Самая красивая страна на свете — Беларусь. Я ее для жизни выбирал. Я хотел быть здесь, очень хотел. Очень люблю место, где родился, куда езжу всегда с удовольствием, оно мне дарит очень много картин и впечатлений, таких зачастую неожиданных, разных — это Слонимщина. Деревня, где меня крестили, где я почти не жил (в детстве пару лет), — деревня Деревная. Действительно место удивительное, очень земное и в то же время очень фантастическое — по краскам, по всему. Там такие бывают закаты, восходы, такие туманы над лесом, над полем! Там очень красивое утро, удивительные вечера. Вот — Место на земле.

— Чего, на ваш взгляд, в искусстве не должно и не может быть?

— У картины есть свои законы, которые профессионал должен знать. Другое дело — художники-наивисты, бабушка, например, в восемьдесят лет взяла кисточку и рисует, потому что ей так нужно. Но если ты профессионал, надо знать законы холста, равновесия, построения центра и периферии, контраста, тепла-холода, цветовых напряжений.
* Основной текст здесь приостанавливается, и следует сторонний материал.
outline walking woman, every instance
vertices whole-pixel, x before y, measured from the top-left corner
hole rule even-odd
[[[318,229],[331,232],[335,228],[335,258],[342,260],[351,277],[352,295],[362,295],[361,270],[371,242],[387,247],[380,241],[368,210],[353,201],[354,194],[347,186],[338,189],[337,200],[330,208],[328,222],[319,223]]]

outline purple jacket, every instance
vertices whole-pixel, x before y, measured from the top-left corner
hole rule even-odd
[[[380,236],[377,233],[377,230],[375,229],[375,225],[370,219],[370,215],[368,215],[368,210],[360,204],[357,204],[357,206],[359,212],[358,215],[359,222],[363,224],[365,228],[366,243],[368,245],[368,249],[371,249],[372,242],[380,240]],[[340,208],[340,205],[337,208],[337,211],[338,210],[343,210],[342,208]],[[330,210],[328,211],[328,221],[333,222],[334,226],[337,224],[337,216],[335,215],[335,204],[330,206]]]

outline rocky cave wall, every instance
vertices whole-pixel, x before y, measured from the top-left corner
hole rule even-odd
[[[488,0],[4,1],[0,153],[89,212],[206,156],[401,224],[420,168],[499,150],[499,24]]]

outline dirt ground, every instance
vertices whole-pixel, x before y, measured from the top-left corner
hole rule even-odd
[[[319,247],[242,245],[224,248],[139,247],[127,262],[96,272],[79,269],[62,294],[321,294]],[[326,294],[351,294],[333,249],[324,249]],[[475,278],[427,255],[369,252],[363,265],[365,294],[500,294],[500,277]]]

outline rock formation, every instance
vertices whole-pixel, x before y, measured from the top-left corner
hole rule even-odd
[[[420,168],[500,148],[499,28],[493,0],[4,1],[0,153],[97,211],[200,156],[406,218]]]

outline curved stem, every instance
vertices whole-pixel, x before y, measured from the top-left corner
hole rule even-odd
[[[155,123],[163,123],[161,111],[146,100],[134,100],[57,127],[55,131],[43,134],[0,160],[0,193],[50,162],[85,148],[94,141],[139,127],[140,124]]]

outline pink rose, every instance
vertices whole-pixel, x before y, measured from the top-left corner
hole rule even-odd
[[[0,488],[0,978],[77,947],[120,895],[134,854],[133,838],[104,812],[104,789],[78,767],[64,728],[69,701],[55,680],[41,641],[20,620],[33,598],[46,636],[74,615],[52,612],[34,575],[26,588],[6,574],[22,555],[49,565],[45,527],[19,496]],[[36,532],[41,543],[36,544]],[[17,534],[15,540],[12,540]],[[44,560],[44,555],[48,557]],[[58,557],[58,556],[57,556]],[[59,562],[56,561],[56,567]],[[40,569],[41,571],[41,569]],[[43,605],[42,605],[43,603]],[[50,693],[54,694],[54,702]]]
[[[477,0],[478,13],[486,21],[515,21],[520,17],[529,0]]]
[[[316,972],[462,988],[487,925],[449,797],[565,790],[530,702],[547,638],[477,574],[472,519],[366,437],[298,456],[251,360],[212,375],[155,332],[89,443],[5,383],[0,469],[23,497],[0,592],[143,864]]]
Для того, чтобы научиться, надо много лет пробовать делать. Шажок за шажком. У меня это не всегда получается. Если долго не пишу, потом берусь — все рассыпается. Вдруг щелк! — и начинает все получаться. С живописью тоже непросто. Два цвета рядом лежат, один делает все, чтобы быть горячим, а другой — все, чтобы стать холодным. Этот звучит, накаляется, а у того все благоухает, цветет. Вот как этого добиться? — надо работать. На выставках иногда подходят люди, спрашивают, какими красками я это делаю. Я отвечаю — обыкновенными, просто надо знать, как делать. Святослав Рихтер говорил: «Первое самое сложное — услышать музыку, второе — сделать так, чтобы ее услышали другие». Так и у нас — почувствовать, как цвет может жить, а еще сделать, чтобы почувствовали другие, как он живет.

— Эпатаж, провокацию вы относите к искусству?

— Все новое — всегда эпатаж. Я это воспринимаю как понятие новаторства. Новое, непривычное — эпатаж. Но — культурный, ведь есть эпатаж бескультурный, когда человек провоцирует других на противодействие. Иногда, может быть, и я эпатажем пользовался, когда делал более резкое, новое. Хотя говорят — нет ничего нового, есть хорошо забытое старое. Это неправда. Так говорят люди ленивые, можно сказать, даже бесталанные, потому что они никогда не пробовали, или пробовали, но у них не получилось. Эпатаж — слово для ленивых. Для них все эпатаж. А для быстрых умом — это свежая струя. А провокация и есть провокация. Это в искусстве сплошь и рядом.

— Вы упоминали о своих экспериментах в видеоарте, с использованием новых технологий.

— Не считаю их чем-то серьезным, потому что это совершенно другое искусство. Я живописец. Есть художники, которые занимаются разными искусствами, видеоартом, бодиартом — мало им холста. Я другой. Мои эксперименты быстро останавливались и умирали, как и мой интерес к этому.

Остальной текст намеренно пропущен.